Finn was trembling now in the waters beside me as the vision morphed into the limp body of a purple-haired mermaid brought into the palace in his father’s arms.

Abalone.Her throat had been slit, and silvery crimson blood drifted into the water from the wound.

“No,” Finn rasped. “Mother.”

The lifeless Abalone sat up, blood still streaming from her severed neck. “You failed me, son,” she rasped.

Finn dry retched, his body convulsing in the water beside me. Tears ran down his cheeks as he summoned another surge of water magic to shatter the vision.

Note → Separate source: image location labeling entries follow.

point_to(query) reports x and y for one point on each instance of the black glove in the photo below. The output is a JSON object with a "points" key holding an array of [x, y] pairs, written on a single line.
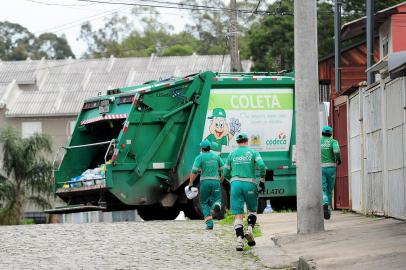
{"points": [[262, 187]]}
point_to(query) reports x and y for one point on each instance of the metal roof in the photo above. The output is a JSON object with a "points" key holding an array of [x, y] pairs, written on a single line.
{"points": [[58, 87], [358, 27]]}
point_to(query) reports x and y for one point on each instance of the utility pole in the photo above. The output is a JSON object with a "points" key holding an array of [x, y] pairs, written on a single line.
{"points": [[337, 44], [233, 38], [370, 40], [308, 182]]}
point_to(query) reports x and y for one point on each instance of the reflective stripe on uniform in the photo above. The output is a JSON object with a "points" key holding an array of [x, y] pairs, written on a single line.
{"points": [[251, 180], [209, 178], [324, 165]]}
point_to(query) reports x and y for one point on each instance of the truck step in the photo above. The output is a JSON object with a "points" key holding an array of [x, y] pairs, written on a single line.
{"points": [[75, 208]]}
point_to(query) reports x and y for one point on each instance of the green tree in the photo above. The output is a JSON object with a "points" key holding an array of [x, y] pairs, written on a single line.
{"points": [[120, 38], [18, 43], [211, 27], [51, 46], [28, 174]]}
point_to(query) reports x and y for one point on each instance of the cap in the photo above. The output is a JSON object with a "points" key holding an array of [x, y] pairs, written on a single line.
{"points": [[218, 112], [205, 143], [327, 130]]}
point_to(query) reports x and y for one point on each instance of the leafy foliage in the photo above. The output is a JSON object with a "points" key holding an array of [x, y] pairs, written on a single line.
{"points": [[28, 174], [18, 43]]}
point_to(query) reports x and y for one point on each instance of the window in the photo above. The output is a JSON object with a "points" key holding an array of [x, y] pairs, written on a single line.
{"points": [[385, 46], [29, 128], [324, 91]]}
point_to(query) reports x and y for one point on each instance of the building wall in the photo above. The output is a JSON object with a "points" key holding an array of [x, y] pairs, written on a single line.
{"points": [[57, 127], [398, 29]]}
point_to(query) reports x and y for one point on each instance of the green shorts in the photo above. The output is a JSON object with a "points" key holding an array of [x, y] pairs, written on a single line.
{"points": [[243, 192]]}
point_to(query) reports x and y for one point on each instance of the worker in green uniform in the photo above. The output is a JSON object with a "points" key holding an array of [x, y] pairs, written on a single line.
{"points": [[330, 158], [240, 168], [209, 165]]}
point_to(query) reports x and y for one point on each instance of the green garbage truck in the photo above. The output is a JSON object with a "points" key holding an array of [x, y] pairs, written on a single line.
{"points": [[133, 147]]}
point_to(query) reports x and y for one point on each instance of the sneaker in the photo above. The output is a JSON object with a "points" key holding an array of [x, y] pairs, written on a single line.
{"points": [[240, 244], [250, 237], [326, 211], [217, 208], [209, 224]]}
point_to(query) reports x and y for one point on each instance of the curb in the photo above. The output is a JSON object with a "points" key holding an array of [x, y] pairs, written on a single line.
{"points": [[306, 264]]}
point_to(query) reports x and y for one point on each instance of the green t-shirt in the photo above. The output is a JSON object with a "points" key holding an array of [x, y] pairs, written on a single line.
{"points": [[330, 150], [242, 162], [208, 164], [216, 144]]}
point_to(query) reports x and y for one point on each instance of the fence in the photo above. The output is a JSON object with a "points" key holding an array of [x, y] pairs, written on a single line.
{"points": [[377, 149]]}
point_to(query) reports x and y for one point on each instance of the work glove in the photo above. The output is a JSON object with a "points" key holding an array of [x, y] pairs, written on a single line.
{"points": [[261, 187], [235, 126]]}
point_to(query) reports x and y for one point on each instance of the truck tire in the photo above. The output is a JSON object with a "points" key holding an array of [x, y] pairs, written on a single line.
{"points": [[158, 213]]}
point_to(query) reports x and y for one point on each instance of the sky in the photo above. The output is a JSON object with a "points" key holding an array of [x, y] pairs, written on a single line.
{"points": [[66, 17]]}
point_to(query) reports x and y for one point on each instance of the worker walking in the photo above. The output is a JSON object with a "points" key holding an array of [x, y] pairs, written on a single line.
{"points": [[209, 165], [330, 157], [240, 169]]}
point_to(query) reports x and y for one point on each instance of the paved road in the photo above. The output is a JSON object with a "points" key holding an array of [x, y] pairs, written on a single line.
{"points": [[124, 245]]}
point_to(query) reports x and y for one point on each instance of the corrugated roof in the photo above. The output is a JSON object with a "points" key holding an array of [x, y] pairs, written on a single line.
{"points": [[62, 85]]}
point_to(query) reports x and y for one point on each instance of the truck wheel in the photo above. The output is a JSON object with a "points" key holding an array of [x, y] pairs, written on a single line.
{"points": [[158, 213]]}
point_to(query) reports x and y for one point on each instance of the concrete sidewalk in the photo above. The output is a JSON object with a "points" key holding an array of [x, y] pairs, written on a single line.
{"points": [[350, 241]]}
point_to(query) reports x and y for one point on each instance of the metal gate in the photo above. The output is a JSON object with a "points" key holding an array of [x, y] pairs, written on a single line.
{"points": [[355, 156], [341, 191]]}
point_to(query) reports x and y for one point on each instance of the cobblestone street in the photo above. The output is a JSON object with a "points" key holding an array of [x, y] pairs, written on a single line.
{"points": [[124, 245]]}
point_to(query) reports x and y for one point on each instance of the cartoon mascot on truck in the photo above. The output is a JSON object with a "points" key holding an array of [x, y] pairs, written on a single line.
{"points": [[221, 132]]}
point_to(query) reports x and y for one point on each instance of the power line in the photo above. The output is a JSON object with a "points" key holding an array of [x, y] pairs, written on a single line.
{"points": [[173, 5], [59, 5], [77, 22]]}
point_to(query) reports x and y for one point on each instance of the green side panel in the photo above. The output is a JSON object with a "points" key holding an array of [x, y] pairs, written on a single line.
{"points": [[281, 186], [157, 134]]}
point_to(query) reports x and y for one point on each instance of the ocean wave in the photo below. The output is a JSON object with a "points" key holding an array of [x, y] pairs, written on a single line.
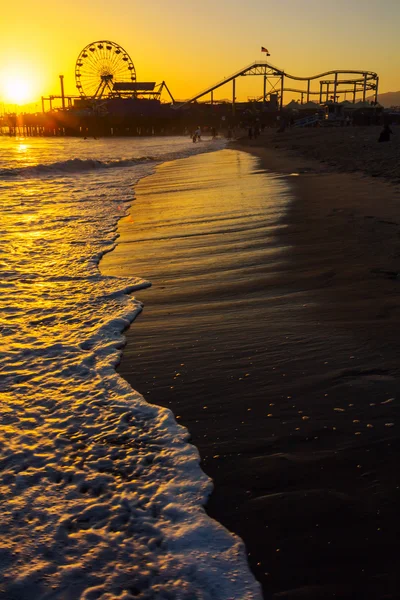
{"points": [[72, 165]]}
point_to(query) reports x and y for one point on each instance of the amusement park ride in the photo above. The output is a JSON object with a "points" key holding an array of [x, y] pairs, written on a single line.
{"points": [[105, 71]]}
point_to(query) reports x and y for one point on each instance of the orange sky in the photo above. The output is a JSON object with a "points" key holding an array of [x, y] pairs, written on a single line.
{"points": [[192, 45]]}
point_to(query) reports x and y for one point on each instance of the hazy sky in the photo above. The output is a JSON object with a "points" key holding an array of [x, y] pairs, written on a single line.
{"points": [[194, 43]]}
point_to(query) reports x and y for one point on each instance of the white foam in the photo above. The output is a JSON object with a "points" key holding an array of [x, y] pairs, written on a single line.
{"points": [[102, 496]]}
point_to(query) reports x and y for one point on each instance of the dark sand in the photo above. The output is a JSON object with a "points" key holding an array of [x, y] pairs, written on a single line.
{"points": [[289, 386]]}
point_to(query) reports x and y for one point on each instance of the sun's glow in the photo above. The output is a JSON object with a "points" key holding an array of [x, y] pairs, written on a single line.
{"points": [[17, 90]]}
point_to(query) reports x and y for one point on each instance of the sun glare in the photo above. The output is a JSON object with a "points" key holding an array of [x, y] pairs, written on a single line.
{"points": [[17, 90]]}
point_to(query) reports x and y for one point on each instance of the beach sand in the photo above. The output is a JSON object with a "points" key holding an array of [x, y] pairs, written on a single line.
{"points": [[286, 373]]}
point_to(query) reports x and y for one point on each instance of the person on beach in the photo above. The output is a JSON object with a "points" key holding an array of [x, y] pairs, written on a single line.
{"points": [[385, 134]]}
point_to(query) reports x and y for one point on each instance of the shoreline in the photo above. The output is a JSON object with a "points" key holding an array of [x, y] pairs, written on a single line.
{"points": [[333, 343]]}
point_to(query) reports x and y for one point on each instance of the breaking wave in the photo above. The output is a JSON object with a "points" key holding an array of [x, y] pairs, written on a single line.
{"points": [[73, 165]]}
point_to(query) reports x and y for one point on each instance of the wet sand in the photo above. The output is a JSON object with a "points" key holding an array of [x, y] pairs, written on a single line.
{"points": [[286, 374]]}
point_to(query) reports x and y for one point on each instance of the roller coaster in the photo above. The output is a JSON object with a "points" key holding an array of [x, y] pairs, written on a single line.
{"points": [[332, 84]]}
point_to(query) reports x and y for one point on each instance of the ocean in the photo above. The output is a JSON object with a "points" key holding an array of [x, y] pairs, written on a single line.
{"points": [[102, 494]]}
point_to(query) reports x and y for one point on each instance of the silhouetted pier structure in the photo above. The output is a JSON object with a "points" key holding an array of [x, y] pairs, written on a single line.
{"points": [[110, 100]]}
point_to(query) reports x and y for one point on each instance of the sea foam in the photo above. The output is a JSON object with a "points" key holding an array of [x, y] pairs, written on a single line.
{"points": [[102, 495]]}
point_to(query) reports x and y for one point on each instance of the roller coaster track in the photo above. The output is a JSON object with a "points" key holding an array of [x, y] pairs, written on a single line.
{"points": [[368, 79]]}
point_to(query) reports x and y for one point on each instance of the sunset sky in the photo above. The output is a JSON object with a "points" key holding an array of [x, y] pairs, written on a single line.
{"points": [[192, 44]]}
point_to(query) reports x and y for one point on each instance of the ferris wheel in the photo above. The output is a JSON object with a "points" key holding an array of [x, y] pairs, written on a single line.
{"points": [[100, 66]]}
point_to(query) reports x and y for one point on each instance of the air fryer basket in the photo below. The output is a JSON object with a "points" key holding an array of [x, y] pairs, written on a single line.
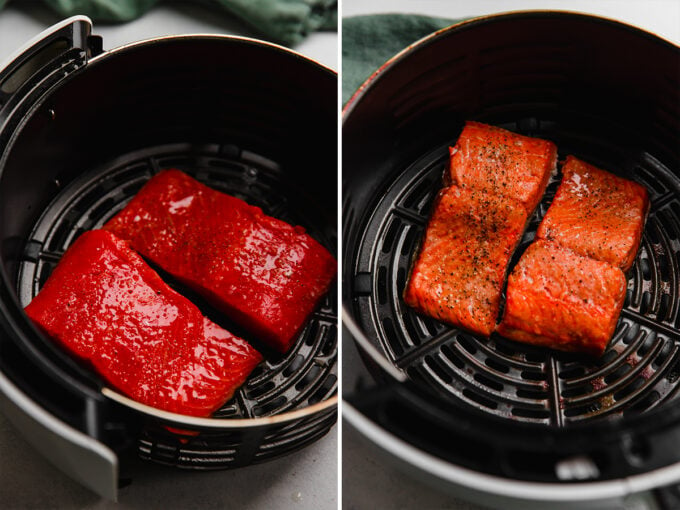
{"points": [[84, 133], [603, 91]]}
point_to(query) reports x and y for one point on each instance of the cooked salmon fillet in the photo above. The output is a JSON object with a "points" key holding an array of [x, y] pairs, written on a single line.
{"points": [[105, 305], [557, 298], [263, 273], [596, 213], [500, 162], [458, 274]]}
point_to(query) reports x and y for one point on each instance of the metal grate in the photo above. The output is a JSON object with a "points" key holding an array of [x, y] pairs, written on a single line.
{"points": [[307, 374], [638, 371]]}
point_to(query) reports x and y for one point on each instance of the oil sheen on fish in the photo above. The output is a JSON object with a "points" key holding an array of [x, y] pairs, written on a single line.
{"points": [[597, 214], [263, 273], [458, 274], [559, 299], [500, 162]]}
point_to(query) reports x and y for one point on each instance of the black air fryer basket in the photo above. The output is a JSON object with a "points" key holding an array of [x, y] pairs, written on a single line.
{"points": [[81, 131], [498, 417]]}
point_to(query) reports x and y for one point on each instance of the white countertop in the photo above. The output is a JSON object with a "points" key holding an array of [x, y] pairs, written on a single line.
{"points": [[306, 480]]}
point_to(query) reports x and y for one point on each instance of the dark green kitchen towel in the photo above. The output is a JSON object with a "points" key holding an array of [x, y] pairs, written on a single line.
{"points": [[369, 41], [283, 21]]}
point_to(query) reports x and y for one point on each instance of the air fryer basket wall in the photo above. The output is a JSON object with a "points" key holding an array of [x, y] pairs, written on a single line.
{"points": [[246, 117], [601, 90]]}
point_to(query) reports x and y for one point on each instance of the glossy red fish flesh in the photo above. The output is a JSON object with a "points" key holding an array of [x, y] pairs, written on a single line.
{"points": [[458, 274], [597, 214], [557, 298], [500, 162], [104, 304], [263, 273]]}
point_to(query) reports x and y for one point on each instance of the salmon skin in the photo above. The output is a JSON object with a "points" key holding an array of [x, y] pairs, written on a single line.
{"points": [[458, 274], [597, 214], [500, 162], [105, 305], [559, 299], [261, 272]]}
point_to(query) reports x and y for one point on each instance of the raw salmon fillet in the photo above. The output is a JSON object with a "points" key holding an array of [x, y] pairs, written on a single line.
{"points": [[557, 298], [261, 272], [106, 306], [596, 213], [458, 274], [500, 162]]}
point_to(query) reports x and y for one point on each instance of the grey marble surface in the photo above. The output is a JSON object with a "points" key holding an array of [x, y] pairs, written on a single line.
{"points": [[306, 480]]}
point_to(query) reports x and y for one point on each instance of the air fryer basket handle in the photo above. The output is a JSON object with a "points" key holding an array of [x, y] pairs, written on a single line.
{"points": [[58, 45]]}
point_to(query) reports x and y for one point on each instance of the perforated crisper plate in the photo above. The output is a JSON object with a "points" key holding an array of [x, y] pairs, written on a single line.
{"points": [[307, 374], [639, 369]]}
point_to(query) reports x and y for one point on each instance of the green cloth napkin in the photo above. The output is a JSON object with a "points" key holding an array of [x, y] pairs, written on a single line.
{"points": [[369, 41], [284, 21]]}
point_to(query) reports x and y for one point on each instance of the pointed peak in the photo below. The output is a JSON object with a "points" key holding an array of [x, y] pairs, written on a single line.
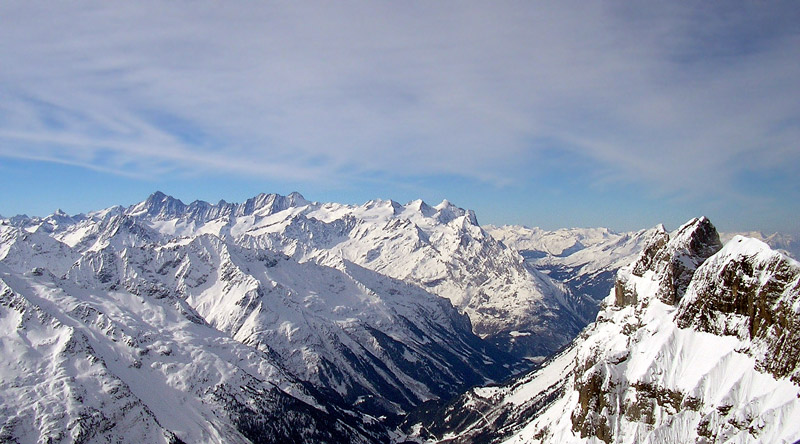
{"points": [[297, 199], [445, 204], [157, 196]]}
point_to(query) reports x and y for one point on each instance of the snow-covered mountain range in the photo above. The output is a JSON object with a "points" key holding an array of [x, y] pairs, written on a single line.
{"points": [[586, 260], [205, 322], [284, 320], [697, 343]]}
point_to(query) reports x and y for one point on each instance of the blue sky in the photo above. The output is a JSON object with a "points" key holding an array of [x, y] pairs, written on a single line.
{"points": [[551, 114]]}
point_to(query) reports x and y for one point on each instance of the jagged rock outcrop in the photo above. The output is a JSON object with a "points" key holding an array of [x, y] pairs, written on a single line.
{"points": [[750, 292], [696, 344]]}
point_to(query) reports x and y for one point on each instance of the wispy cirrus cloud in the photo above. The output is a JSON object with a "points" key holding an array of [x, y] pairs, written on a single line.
{"points": [[672, 97]]}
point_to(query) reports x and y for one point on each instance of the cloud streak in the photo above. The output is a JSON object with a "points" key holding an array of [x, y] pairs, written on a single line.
{"points": [[666, 96]]}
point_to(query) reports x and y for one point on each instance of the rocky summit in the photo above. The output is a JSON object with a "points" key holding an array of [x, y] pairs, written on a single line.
{"points": [[697, 343]]}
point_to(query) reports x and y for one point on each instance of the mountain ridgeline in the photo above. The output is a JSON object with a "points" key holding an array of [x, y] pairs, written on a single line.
{"points": [[273, 320], [284, 320], [697, 343]]}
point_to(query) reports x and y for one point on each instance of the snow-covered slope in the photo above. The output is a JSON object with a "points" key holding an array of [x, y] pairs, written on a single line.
{"points": [[106, 365], [440, 249], [697, 343], [786, 243], [258, 321], [586, 260]]}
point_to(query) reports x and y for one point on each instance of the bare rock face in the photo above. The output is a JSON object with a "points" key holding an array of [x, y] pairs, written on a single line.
{"points": [[750, 292]]}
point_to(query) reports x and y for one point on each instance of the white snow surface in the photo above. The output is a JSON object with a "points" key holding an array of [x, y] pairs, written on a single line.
{"points": [[181, 310], [658, 383]]}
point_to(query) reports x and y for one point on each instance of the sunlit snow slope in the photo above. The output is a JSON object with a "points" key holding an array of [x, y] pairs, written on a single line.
{"points": [[697, 343]]}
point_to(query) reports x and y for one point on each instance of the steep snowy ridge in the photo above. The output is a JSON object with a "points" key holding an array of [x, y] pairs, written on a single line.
{"points": [[586, 260], [441, 249], [275, 320], [94, 366], [697, 343]]}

The more Finn fought the visions, the fiercer they became.

They were breaking him.

The imagery shifted to a new scene. Finn, a bit older now, was chained to the wall in a dungeon. I recognized it as the same one Edward and I had suffered in. His body was covered in welts—lightning welts. His father emerged in the doorway, a dark figure.

“You’re weak, boy,” he snarled, moving further into the chamber, surveying his son, his golden tail rippling in the lamplight. “You’re the reason your mother is dead. You’re always reading books, tending to your animals. If you’d been stronger, you might have protected her.” Lighting erupted from the king, and fern-like red marks ruptured on Finn’s body, opening into raw wounds as his father struck him again and again.

Finn roared at the vision. He was weeping now, his muscular chestshaking with each breath. The cave trembled as he sent lightning skittering across its walls.

My stomach tightened. I had to do something.

I grasped Finn’s clawed hand beneath the dark water. “This isn’t real,” I whispered, but my voice cracked.

Finn couldn’t hear me. He continued to cry out, lashing at the water around him.